For 2017 and 2018, the source of the data for companies with 10 or more employees was the Business R&D Survey (BRDS), a predecessor to the BERD Survey, with similar survey characteristics and coverage. ABS was again the source of data on companies with 9 or fewer employees in both of these years.

From 2008 to 2016, the primary source data on business R&D was the NCSES Business R&D and Innovation Survey (BRDIS), a predecessor of both BERD and BRDS. In a salient difference, BRDIS was designed to be nationally representative of all for-profit companies with 5 or more employees. In 2016, a companion survey, the Business R&D and Innovation Survey–Microbusiness (BRDI-M), provided statistics on the R&D activities that year of businesses with 1–4 employees. Prior to the 2016 data year, statistics on the R&D of these “micro” businesses ($4 billion–$5 billion annually) were neither available nor reported in the business R&D totals in National Patterns.

As noted, BERD, BRDS, and BRDIS are related surveys. With regard to R&D, the topical coverage has been similar: R&D performance (in the United States and worldwide); total and R&D employment (in the United States and worldwide); sources of R&D funding; type of R&D activities (basic research, applied research, development); type of R&D costs; R&D capital expenditures; R&D application and technology focus areas; geographic location (within the United States and in foreign countries); sales (in the United States and worldwide); and patenting, licensing, other technology transfer activities. The ABS and BRDI-M surveys provided R&D performance and funding data compatible with those for the larger companies.

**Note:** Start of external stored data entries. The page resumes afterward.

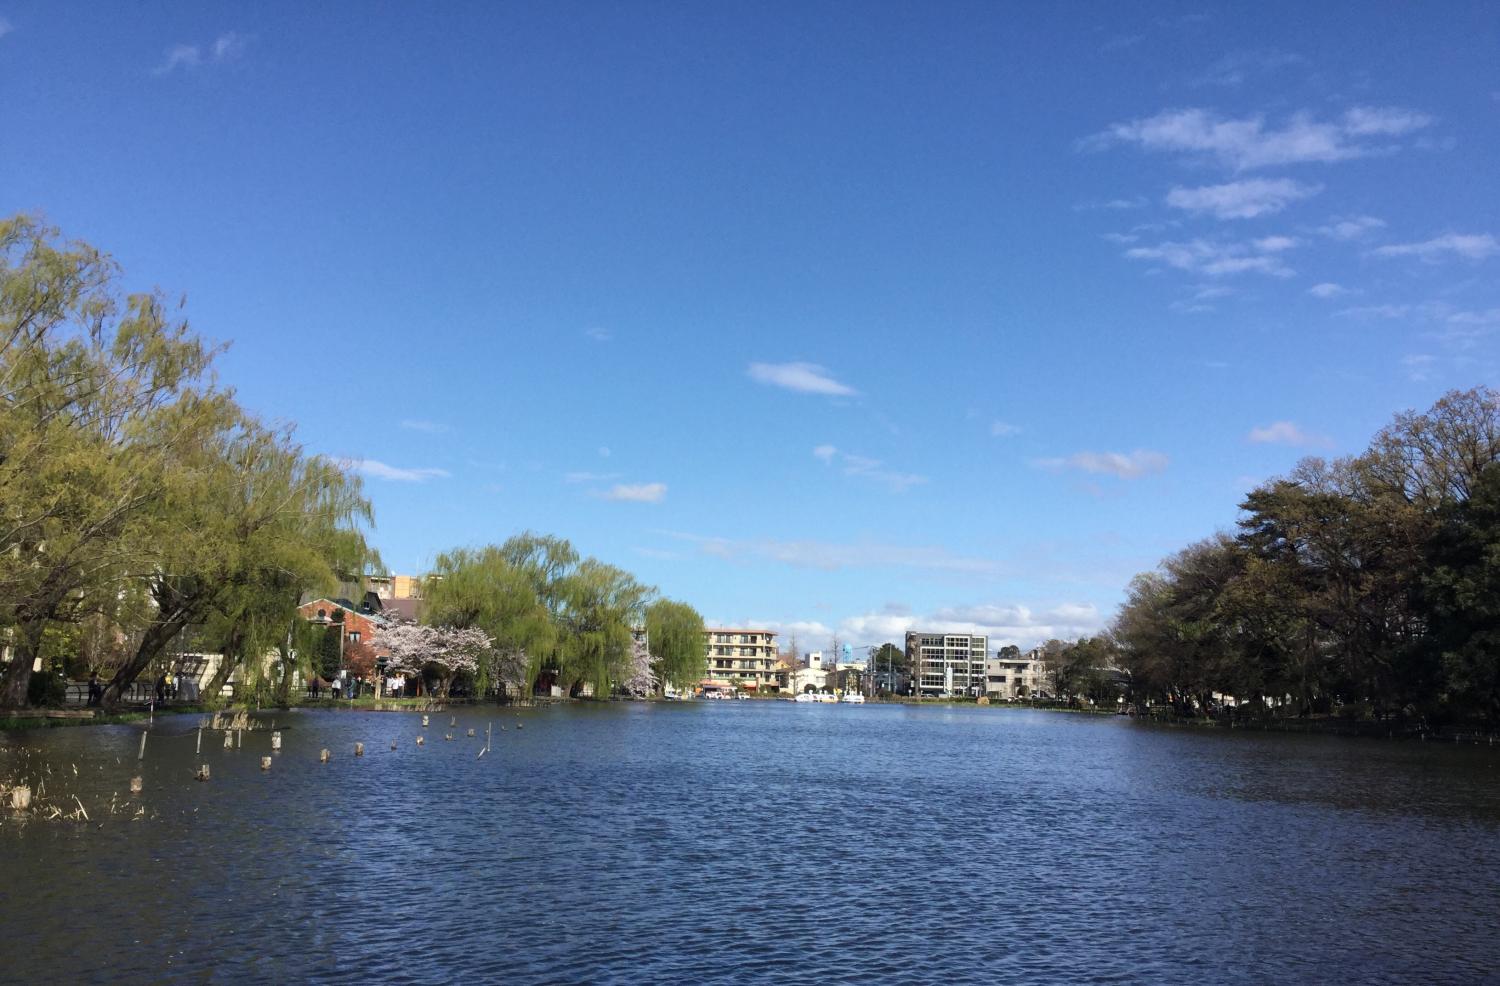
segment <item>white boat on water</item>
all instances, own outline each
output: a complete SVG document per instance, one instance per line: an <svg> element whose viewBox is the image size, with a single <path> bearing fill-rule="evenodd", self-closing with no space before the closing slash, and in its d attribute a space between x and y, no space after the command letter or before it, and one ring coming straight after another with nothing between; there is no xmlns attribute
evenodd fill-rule
<svg viewBox="0 0 1500 986"><path fill-rule="evenodd" d="M859 692L845 692L844 697L839 699L839 701L846 705L864 705L865 697Z"/></svg>
<svg viewBox="0 0 1500 986"><path fill-rule="evenodd" d="M800 694L792 697L793 702L816 702L817 700L818 697L812 692L801 692Z"/></svg>

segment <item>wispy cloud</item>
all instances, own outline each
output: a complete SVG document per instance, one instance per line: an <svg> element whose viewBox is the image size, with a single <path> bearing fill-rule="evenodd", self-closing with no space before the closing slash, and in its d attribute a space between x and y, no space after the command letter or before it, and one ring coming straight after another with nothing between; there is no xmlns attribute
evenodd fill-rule
<svg viewBox="0 0 1500 986"><path fill-rule="evenodd" d="M1131 260L1156 260L1168 267L1209 277L1244 273L1291 277L1295 272L1276 254L1294 245L1295 241L1288 237L1264 237L1249 243L1169 240L1156 246L1131 247L1125 256Z"/></svg>
<svg viewBox="0 0 1500 986"><path fill-rule="evenodd" d="M1357 106L1342 117L1318 120L1294 114L1280 128L1262 116L1226 119L1204 109L1165 110L1156 116L1112 124L1080 142L1084 150L1122 144L1147 151L1217 161L1235 171L1307 162L1345 161L1382 153L1388 140L1420 130L1432 118L1400 107ZM1372 142L1370 138L1386 138Z"/></svg>
<svg viewBox="0 0 1500 986"><path fill-rule="evenodd" d="M1146 196L1137 195L1128 199L1104 199L1102 201L1079 202L1073 206L1074 212L1090 212L1095 209L1144 209L1146 207Z"/></svg>
<svg viewBox="0 0 1500 986"><path fill-rule="evenodd" d="M618 500L625 503L660 503L666 499L666 483L618 483L596 494L603 500Z"/></svg>
<svg viewBox="0 0 1500 986"><path fill-rule="evenodd" d="M837 462L840 471L845 476L868 479L881 484L892 493L905 493L913 486L919 486L927 482L926 476L918 476L915 473L894 472L885 468L885 463L879 459L841 452L832 445L819 445L813 449L812 454L813 458L827 465Z"/></svg>
<svg viewBox="0 0 1500 986"><path fill-rule="evenodd" d="M1385 228L1384 219L1376 219L1374 216L1346 216L1335 218L1326 226L1319 226L1318 232L1333 240L1361 240L1377 229Z"/></svg>
<svg viewBox="0 0 1500 986"><path fill-rule="evenodd" d="M1193 79L1189 85L1240 86L1255 76L1279 72L1306 61L1301 55L1274 49L1231 52L1209 66L1206 72Z"/></svg>
<svg viewBox="0 0 1500 986"><path fill-rule="evenodd" d="M814 568L826 572L848 568L909 568L964 575L998 575L1003 566L989 558L958 555L946 548L911 546L873 541L784 541L774 539L738 540L704 537L676 531L662 532L668 537L689 542L703 554L729 561L772 561L795 568Z"/></svg>
<svg viewBox="0 0 1500 986"><path fill-rule="evenodd" d="M15 29L16 29L16 26L14 24L12 24L8 19L6 19L4 17L0 17L0 38L5 37L7 34L9 34L10 32L14 31Z"/></svg>
<svg viewBox="0 0 1500 986"><path fill-rule="evenodd" d="M1428 353L1413 353L1410 356L1401 357L1401 365L1406 367L1406 375L1414 383L1426 383L1436 375L1437 357Z"/></svg>
<svg viewBox="0 0 1500 986"><path fill-rule="evenodd" d="M235 31L219 35L208 45L179 44L167 49L162 63L151 70L152 75L168 75L177 69L189 71L200 65L232 62L245 53L250 39Z"/></svg>
<svg viewBox="0 0 1500 986"><path fill-rule="evenodd" d="M1010 438L1012 435L1019 435L1020 433L1020 425L1013 425L1009 421L990 422L990 434L996 438Z"/></svg>
<svg viewBox="0 0 1500 986"><path fill-rule="evenodd" d="M450 475L446 469L406 469L386 465L378 459L349 459L344 464L366 476L398 483L425 483L429 479L446 479Z"/></svg>
<svg viewBox="0 0 1500 986"><path fill-rule="evenodd" d="M783 387L803 394L849 397L858 393L853 387L835 380L816 363L751 363L746 373L756 383Z"/></svg>
<svg viewBox="0 0 1500 986"><path fill-rule="evenodd" d="M1037 459L1034 464L1042 469L1076 469L1118 479L1139 479L1161 472L1167 468L1168 462L1170 460L1164 453L1136 449L1134 452L1074 452L1059 458Z"/></svg>
<svg viewBox="0 0 1500 986"><path fill-rule="evenodd" d="M1206 212L1218 219L1254 219L1274 215L1322 190L1322 185L1290 178L1248 178L1224 185L1174 188L1167 193L1167 205L1188 212Z"/></svg>
<svg viewBox="0 0 1500 986"><path fill-rule="evenodd" d="M1291 445L1297 448L1329 448L1333 445L1327 435L1307 431L1292 421L1273 421L1261 428L1251 428L1245 439L1257 445Z"/></svg>
<svg viewBox="0 0 1500 986"><path fill-rule="evenodd" d="M1326 300L1328 298L1337 298L1340 295L1348 294L1349 289L1342 285L1334 284L1332 281L1324 281L1322 284L1314 284L1312 287L1308 288L1307 293L1312 295L1314 298L1323 298Z"/></svg>
<svg viewBox="0 0 1500 986"><path fill-rule="evenodd" d="M1412 310L1411 305L1356 305L1353 308L1340 308L1334 314L1345 318L1405 318Z"/></svg>
<svg viewBox="0 0 1500 986"><path fill-rule="evenodd" d="M619 479L617 472L567 472L563 473L565 483L607 483L611 479Z"/></svg>
<svg viewBox="0 0 1500 986"><path fill-rule="evenodd" d="M600 328L597 325L590 326L589 328L584 329L583 334L588 336L595 342L609 342L615 337L615 334L613 332L609 331L608 329Z"/></svg>
<svg viewBox="0 0 1500 986"><path fill-rule="evenodd" d="M401 427L406 431L420 431L428 435L441 435L448 430L447 425L438 424L436 421L424 421L420 418L405 418Z"/></svg>
<svg viewBox="0 0 1500 986"><path fill-rule="evenodd" d="M1371 251L1377 257L1416 257L1429 263L1441 263L1455 257L1478 261L1500 253L1500 242L1489 233L1445 233L1420 243L1393 243Z"/></svg>

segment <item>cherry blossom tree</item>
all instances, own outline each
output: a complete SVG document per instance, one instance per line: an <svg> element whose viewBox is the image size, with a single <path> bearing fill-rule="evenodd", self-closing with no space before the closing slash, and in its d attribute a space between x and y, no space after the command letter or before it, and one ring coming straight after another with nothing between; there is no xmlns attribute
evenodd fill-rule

For 2007 and earlier years, the data come from the NCSES Survey of Industrial Research and Development (SIRD), the predecessor to BRDIS. SIRD was also a sample survey, conducted annually (1953–2007), that provided national estimates of the R&D performed within the United States by industrial firms, whether U.S. or foreign owned. The SIRD target population consisted (same as BRDIS) of all for-profit companies with 5 or more employees, manufacturing and nonmanufacturing, that performed R&D in the United States. Data on the R&D of companies with fewer than 5 employees were not available throughout this period.

(Note: Data on business intramural R&D capital, as reported by BRDIS and its follow-on surveys, are not included as a component in the National Patterns total of business intramural R&D.)